L’homme, accompagné de son épouse Fatma, qu’il présente comme sa “cheffe de campagne”, tente d’emblée de lever les doutes que son parcours pourrait faire peser sur la sincérité de son nouvel engagement. “Ma femme et moi sommes des gens ouverts d’esprit. On doit beaucoup à la Belgique qui nous a accueillis, mais nous sommes aussi fiers de nos origines (turques), qui sont une richesse. Ma réflexion a mûri, et ce n’est pas sur un coup de tête, ni pour une place assurée sur une liste, que je rejoins Défi”.
Emin Ozkara, en effet, a été mandataire socialiste durant 18 années.
Il a quitté le PS en janvier 2020, au terme d’une séquence rocambolesque qui l’a vu entré en conflit ouvert avec certains élus de son groupe.
Défi a pesé le pour et le contre. Personne, au sommet du parti, n’ignore la réputation un brin fantasque d’Emin Ozkara. Ils savent aussi qu’ils recrutent un élu redoutable sur le terrain. Et qu’il appartient à l’espèce rare de ceux qui font leur siège. En 2019, Emin Ozkara a réalisé le 10e score (4 385 voix) socialiste, alors qu’il n’était que 17e de la liste régionale.
Son arrivée dans les rangs de l’ex FDF n’est qu’une demi-surprise. Le député, qui siégeait comme indépendant, suivait depuis trois ans la ligne de la Liste du bourgmestre (Ndlr : Cécile Jodogne).
”Dans une région où les clivages ont tendance à se dessiner sur les critères communautaires, Emin est justement tout sauf ça. C’est ce qui me séduit chez lui. Il n’a pas un électorat composé uniquement de gens d’origine turque. Emin Ozkara fait partie de ces gens dont la politique a besoin pour établir des ponts entre les communautés”, assure François De Smet, veillant à éviter les procès en électoralisme.
Köksal s’en va, Ozkara arrive
Il n’y a pas trois mois, Défi s’est fait braconner un autre député bruxellois, lui aussi très populaire dans la communauté turque, et conseiller communal à Schaerbeek, quand Sadik Köksal a rejoint le MR,
Les libéraux, en effet, ont initié sous David Leisterh (président du MR bruxellois) une campagne offensive de recrutement de candidats issus des quartiers populaires et de la diversité.
Avec l’arrivée d’Emin Ozkara, le parti amarante peut espérer récupérer une partie des voix de la communauté turque, particulièrement importante à Schaerbeek, et où la majorité ne tient qu’à un fil.
”Köksal sait qu’Emin Ozkara fait plus de voix que lui”

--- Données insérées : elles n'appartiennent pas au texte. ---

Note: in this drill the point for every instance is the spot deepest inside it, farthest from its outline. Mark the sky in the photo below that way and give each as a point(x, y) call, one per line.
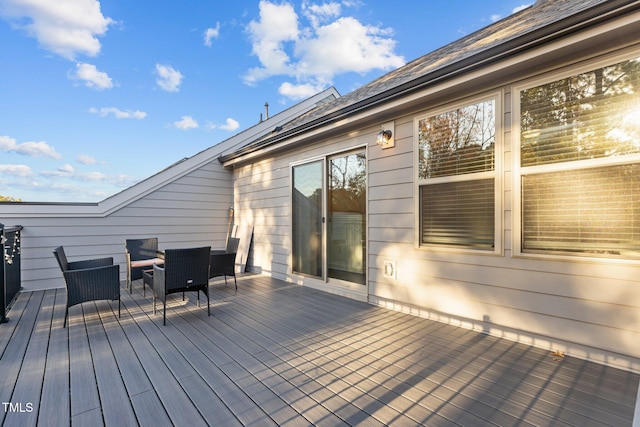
point(96, 96)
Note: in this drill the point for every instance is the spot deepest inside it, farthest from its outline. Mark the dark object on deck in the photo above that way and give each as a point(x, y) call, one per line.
point(223, 262)
point(89, 280)
point(185, 270)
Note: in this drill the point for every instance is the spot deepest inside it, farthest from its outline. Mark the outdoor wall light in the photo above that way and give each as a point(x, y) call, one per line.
point(384, 138)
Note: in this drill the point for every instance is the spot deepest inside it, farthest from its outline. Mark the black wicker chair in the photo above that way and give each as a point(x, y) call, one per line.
point(223, 262)
point(89, 280)
point(141, 255)
point(184, 270)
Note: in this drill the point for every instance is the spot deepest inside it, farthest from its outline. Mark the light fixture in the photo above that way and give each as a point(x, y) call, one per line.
point(384, 138)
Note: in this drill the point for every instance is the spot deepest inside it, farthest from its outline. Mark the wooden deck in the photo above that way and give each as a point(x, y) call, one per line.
point(274, 353)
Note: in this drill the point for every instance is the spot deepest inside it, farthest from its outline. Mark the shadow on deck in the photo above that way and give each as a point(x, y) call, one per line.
point(273, 353)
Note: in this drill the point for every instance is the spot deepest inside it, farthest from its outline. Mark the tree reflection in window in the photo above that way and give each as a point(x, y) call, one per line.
point(591, 115)
point(457, 142)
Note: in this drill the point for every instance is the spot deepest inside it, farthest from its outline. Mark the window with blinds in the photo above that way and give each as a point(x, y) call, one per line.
point(593, 211)
point(459, 214)
point(580, 158)
point(456, 175)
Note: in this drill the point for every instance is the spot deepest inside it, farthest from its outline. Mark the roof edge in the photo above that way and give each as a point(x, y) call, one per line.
point(578, 22)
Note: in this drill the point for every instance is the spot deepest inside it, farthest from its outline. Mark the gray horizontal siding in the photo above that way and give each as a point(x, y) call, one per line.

”On peut faire l’hypothèse inverse. Les discussions sont en cours depuis plus d’un an avec Emin Ozkara. Sadiq Köksal sait qu’Emin fait plus de voix que lui. Et que s’il rejoignait la liste Défi, ce serait plus compliqué pour lui aux élections régionales”, pointe Bernard Clerfayt, ministre bruxellois de l’Emploi et bourgmestre en titre de Schaerbeek. “Je connais Emin depuis 2000, quand il a été élu à Schaerbeek. Je l’ai vu évoluer. Au début de sa carrière, il était un peu perdu dans le monde politique, et mal accompagné. Au PS, il était enfermé dans un rôle d’attrapes voix des Turcs. Puis, je l’ai vu changer, pour se muer en élu généraliste. J’ai perçu son départ du PS comme une volonté de se libérer d’une forme de caporalisme.”
Emin, au début de sa carrière politique, est arrivé en disant aux gens: Moi je suis conseiller, je vais pouvoir vous donner ça, apporter ça. Parce qu'il ne savait pas comment ça fonctionnait. Aujourd'hui, il dit: Je peux t'expliquer, te donner le bon chemin pour trouver les personnes qui vont te dire ce qui est possible. Mais je ne peux pas te garantir que tu aurais ce que tu veux."
”Emin, au début de sa carrière politique, est arrivé en disant aux gens : Moi je suis conseiller, je vais pouvoir vous donner ça, apporter ça. Parce qu’il ne savait pas comment ça fonctionnait”, se souvient Cécile Jodogne, bourgmestre FF de Schaerbeek. “Aujourd’hui, il dit : “Je peux t’expliquer, te donner le bon chemin pour trouver les bonnes personnes. Mais je ne peux pas te garantir que tu aurais ce que tu veux.”
Compatible idéologiquement ?
Se pose toutefois la question de la compatibilité idéologique entre Défi, parti éminemment laïque, et Emin Ozkara, qui a voté contre l’obligation d’étourdir dans le dossier de l’abattage rituel.
”Défi ne changera pas d’avis sur le sujet”, assure François De Smet. “Mais si Emin veut faire entendre sa différence interne, c’est très démocratique chez nous. On n’est pas une secte.”
”Je suis pour la mixité sociale, professionnelle, et de culte. Mon épouse n’est pas voilée, nous sommes des gens laïcs, mais on est croyants. L’un n’empêche pas l’autre. À un moment, il faut casser sa coquille et être au service de tous les Bruxellois. Je ne veux pas que Schaerbeek ressemble à d’autres communes bruxelloises, comme Molenbeek, où le communautarisme gagne du terrain”, reprend Emin Ozkara. “Au PS, il y avait justement ce côté trop communautaire. C’était Tu vas dans ta communauté et tu fais du clientélisme. On me poussait à faire des fichiers des ABSL turques pour les cibler et faire mes voix. Ce n’était pas moi, ce n’est pas nous… Au PS, il n’y avait pas de débat interne, pas de possibilité de donner mon point de vue. C’était un diktat. Il y a aussi la question de la transparence. On donnait de l’argent à certaines ASBL, je voulais savoir à quoi cela servait et cela me posait problème.”